Today the house passed an historic health care reform bill.
The roll-call vote is right here.
The debate was fluid during the day. At one point Bart Stupak (D-MI) pushed through an amendment that will ban a public option from paying for abortions. This is clearly an anti-choice amendment (after all private insurance companies routinely cover abortion) but it also had the effect of forcing Stupak and several other anti-choice Democrats to support the bill once the amendment was included and counting the votes at that moment Pelosi pounced and pushed for a vote on the whole bill.
The vote was 220-215 in favor of the bill. However, as Lyndon Johnson once said he liked winning with small margins because then he knew he'd gotten everything out of it that he could. Pelosi got the votes of 219 Democrats, one more than she needed, and an unexpected gift-- one Republican who braved the wrath of John Boehner and voted for the bill (Anh Cao, R-LA, who represents an overwhelmingly Democratic district and got elected at all last year mainly because his opponent was corrupt congressman Willie 'cold cash' Jefferson.) After voting with the party line on the stimulus as Boehner tried to prevent any display at all of bipartisanship, apparently being asked to go against the wishes of his constituents again was too much for Cao.
I'm not thrilled with the Stupak amendment, but strategically it makes sense-- given the closeness of the vote it is entirely possible that the whole vote could have failed without Stupak and his compatriots. And as the debate moves forward to the much tougher Senate phase at least the Stupak amendment cuts off one line of attack for the right.
However, all in all, this is a good day.
2 comments:
It was a good day.
Let's hope that Reid can learn from Pelosi and find cracks in the opposition that can be bridged with some small concessions. I'd rather have a trigger or opt-out than not have the public option in the bill at all.
The only way to stop special interests is to have a threat hanging over their head. If the primary objective today is get everyone covered while instituting much needed efficiencies to keep the costs down, the best hammer to use is the threat of a public option.
Just the threat could give us multiple benefits in the long-term.

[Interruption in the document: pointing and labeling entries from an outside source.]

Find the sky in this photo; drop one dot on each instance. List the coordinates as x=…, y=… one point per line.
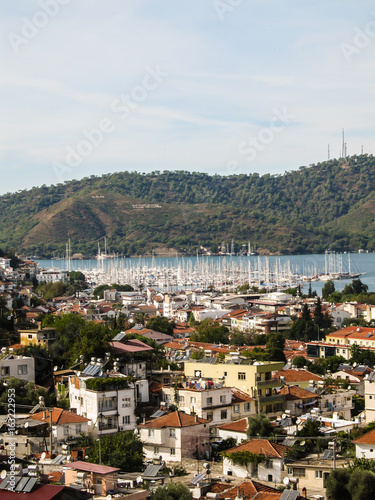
x=226, y=87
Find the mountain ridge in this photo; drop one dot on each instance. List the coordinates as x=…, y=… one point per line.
x=327, y=205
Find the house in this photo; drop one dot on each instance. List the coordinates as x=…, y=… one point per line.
x=236, y=430
x=269, y=469
x=254, y=379
x=312, y=472
x=365, y=445
x=295, y=376
x=108, y=402
x=99, y=479
x=40, y=336
x=298, y=400
x=11, y=365
x=209, y=402
x=175, y=436
x=66, y=425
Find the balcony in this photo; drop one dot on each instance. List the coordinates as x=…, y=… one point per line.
x=266, y=382
x=267, y=399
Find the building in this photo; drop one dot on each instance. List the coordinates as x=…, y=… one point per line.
x=22, y=367
x=66, y=425
x=99, y=479
x=175, y=436
x=270, y=469
x=40, y=336
x=254, y=379
x=108, y=402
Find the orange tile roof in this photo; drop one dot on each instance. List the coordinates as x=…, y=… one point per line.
x=368, y=438
x=262, y=447
x=237, y=426
x=175, y=419
x=293, y=392
x=59, y=417
x=294, y=375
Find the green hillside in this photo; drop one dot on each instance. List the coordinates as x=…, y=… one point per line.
x=328, y=205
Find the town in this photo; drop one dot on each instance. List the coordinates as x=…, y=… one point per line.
x=113, y=391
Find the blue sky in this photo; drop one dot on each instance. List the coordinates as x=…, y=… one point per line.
x=240, y=86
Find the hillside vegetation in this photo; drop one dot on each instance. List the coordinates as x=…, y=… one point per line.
x=328, y=205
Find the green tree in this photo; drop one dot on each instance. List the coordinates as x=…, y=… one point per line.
x=328, y=289
x=259, y=425
x=172, y=491
x=123, y=450
x=161, y=324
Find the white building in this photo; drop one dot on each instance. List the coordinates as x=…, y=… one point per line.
x=175, y=436
x=17, y=366
x=108, y=403
x=271, y=469
x=52, y=275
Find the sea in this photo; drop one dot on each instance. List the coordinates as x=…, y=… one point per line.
x=305, y=265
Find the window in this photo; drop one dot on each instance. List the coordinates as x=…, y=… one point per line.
x=299, y=472
x=5, y=370
x=22, y=369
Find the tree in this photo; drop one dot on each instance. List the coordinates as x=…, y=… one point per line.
x=161, y=324
x=172, y=491
x=336, y=485
x=123, y=450
x=328, y=289
x=259, y=425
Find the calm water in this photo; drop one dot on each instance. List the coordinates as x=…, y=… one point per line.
x=304, y=264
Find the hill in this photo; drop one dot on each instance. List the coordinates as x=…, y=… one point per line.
x=328, y=205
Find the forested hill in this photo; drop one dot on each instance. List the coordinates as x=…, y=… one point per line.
x=328, y=205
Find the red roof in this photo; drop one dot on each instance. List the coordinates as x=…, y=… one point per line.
x=131, y=345
x=262, y=447
x=89, y=467
x=59, y=417
x=237, y=426
x=368, y=438
x=175, y=419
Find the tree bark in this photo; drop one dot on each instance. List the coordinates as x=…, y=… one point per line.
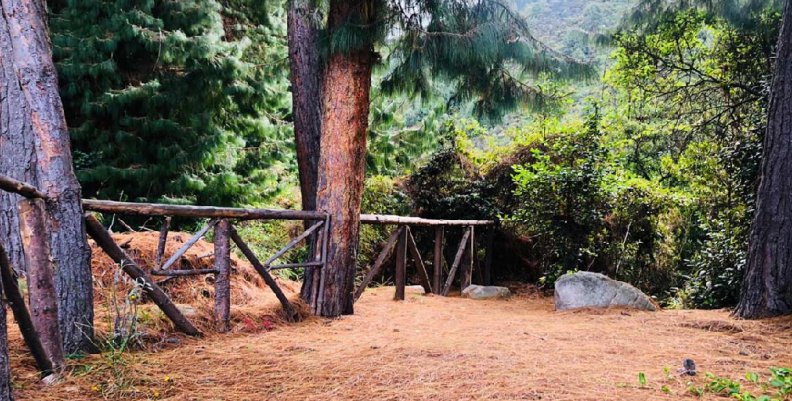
x=345, y=109
x=767, y=286
x=305, y=65
x=34, y=144
x=5, y=365
x=41, y=285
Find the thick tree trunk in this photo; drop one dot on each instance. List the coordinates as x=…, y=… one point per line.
x=345, y=109
x=767, y=287
x=34, y=144
x=41, y=286
x=306, y=86
x=5, y=365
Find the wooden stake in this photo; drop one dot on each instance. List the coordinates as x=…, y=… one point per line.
x=467, y=265
x=378, y=263
x=422, y=275
x=190, y=242
x=400, y=278
x=288, y=309
x=437, y=266
x=222, y=312
x=41, y=284
x=488, y=257
x=17, y=302
x=105, y=241
x=455, y=265
x=163, y=240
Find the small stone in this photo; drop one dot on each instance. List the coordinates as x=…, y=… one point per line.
x=485, y=292
x=594, y=290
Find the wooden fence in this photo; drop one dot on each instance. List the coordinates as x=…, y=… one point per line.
x=224, y=233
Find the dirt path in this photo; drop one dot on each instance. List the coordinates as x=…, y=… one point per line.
x=434, y=348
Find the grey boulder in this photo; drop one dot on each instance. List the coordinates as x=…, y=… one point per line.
x=594, y=290
x=485, y=292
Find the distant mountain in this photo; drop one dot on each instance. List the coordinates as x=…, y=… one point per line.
x=569, y=26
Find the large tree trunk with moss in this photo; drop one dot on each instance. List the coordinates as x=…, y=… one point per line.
x=5, y=366
x=345, y=109
x=306, y=86
x=34, y=148
x=767, y=286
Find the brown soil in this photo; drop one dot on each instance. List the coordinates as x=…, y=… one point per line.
x=436, y=348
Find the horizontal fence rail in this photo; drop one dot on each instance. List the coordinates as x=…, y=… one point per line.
x=419, y=221
x=158, y=209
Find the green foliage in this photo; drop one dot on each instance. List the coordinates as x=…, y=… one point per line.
x=383, y=195
x=483, y=50
x=174, y=101
x=561, y=199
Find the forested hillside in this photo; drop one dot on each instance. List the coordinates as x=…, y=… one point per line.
x=573, y=26
x=638, y=158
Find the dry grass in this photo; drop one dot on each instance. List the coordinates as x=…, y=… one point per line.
x=438, y=348
x=426, y=347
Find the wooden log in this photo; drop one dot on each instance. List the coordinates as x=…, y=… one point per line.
x=154, y=209
x=153, y=291
x=41, y=283
x=418, y=221
x=422, y=275
x=400, y=278
x=295, y=265
x=9, y=184
x=457, y=259
x=468, y=260
x=222, y=248
x=15, y=299
x=437, y=265
x=288, y=309
x=186, y=246
x=162, y=242
x=292, y=243
x=182, y=273
x=488, y=256
x=378, y=263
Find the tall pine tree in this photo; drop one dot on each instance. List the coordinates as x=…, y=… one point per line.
x=175, y=101
x=482, y=48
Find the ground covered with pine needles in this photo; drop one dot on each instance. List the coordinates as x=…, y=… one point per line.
x=424, y=348
x=430, y=347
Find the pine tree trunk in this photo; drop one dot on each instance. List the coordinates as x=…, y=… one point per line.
x=767, y=286
x=5, y=370
x=41, y=286
x=345, y=110
x=34, y=144
x=306, y=86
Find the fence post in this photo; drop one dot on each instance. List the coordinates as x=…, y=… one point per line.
x=488, y=255
x=401, y=265
x=222, y=312
x=437, y=265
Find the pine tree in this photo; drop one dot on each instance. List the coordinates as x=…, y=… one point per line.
x=34, y=148
x=767, y=286
x=482, y=48
x=175, y=101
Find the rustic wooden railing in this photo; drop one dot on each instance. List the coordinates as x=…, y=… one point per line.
x=224, y=233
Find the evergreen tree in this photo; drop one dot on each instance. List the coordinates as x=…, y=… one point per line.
x=483, y=49
x=175, y=101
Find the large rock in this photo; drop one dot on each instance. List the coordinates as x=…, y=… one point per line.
x=485, y=292
x=594, y=290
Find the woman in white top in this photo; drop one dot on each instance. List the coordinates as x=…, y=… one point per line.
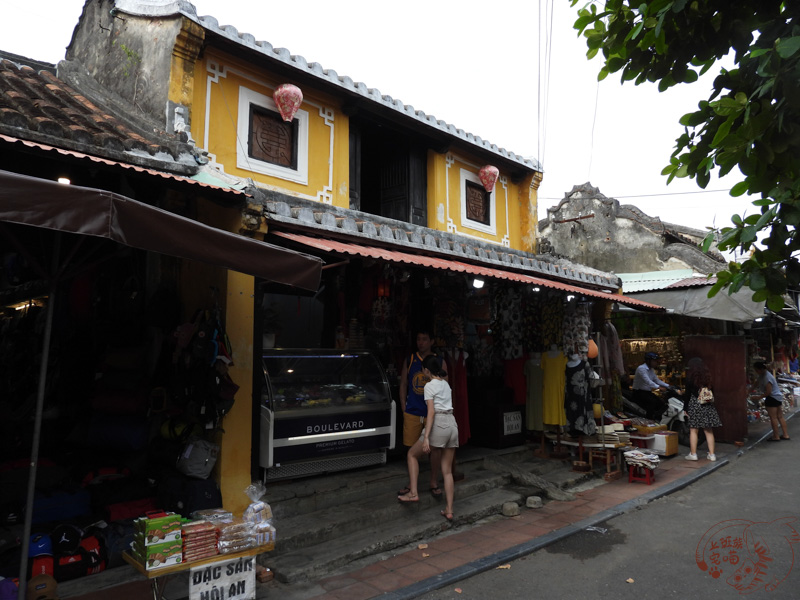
x=440, y=431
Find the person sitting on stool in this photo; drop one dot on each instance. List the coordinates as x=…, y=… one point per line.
x=645, y=382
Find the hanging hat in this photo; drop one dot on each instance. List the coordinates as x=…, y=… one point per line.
x=66, y=539
x=8, y=589
x=42, y=587
x=40, y=545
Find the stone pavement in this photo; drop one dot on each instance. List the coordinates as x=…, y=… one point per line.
x=465, y=550
x=445, y=560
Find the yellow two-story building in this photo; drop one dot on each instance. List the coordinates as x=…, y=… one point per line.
x=407, y=210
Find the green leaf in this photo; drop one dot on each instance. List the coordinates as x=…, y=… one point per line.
x=757, y=281
x=775, y=303
x=739, y=189
x=722, y=133
x=788, y=47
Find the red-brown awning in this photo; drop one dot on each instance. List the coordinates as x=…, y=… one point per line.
x=87, y=211
x=421, y=260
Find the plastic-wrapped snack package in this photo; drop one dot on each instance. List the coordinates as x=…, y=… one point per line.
x=243, y=543
x=259, y=510
x=265, y=534
x=215, y=515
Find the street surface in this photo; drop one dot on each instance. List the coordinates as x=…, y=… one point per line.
x=653, y=552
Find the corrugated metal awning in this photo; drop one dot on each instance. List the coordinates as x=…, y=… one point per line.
x=420, y=260
x=115, y=163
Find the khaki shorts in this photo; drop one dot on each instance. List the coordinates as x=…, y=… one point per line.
x=444, y=433
x=412, y=428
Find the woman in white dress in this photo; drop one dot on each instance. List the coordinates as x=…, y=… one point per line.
x=441, y=431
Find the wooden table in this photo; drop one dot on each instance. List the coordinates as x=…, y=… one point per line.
x=154, y=575
x=609, y=453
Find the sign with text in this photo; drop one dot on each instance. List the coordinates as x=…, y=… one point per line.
x=512, y=422
x=233, y=579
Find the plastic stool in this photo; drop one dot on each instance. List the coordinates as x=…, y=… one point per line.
x=639, y=473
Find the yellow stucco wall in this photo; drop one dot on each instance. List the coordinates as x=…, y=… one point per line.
x=221, y=81
x=235, y=456
x=513, y=222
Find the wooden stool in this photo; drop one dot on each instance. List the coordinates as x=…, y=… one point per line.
x=639, y=473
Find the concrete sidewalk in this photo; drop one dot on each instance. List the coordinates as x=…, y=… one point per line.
x=445, y=560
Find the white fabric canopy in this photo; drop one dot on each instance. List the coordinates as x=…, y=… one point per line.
x=694, y=302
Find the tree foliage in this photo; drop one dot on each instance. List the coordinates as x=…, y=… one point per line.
x=750, y=121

Let's get it written into law and worry about how we use it later.
I can't help but believe that the greedy and incompetent on the conservatives side won't be able not to trip a trigger or have to opt-in at a later date. Their chronic mismanagement of anything they are put in charge of will do them in.
They really don't know how to do anything right. I would be content with a scenario whereby they do it to themselves. It's not my first preference. but it will do for now.
As long as its Republican politicians not industry aces who are the ones who must perform, we should be in good shape.
We may have to settle for a 'trigger' since without Lieberman it may be necessary to go back to Olympia Snowe.
Well, if that be the case then so be it. Just make sure the trigger is very clear so they can't fudge it later and claim it hasn't been triggered when it actually has.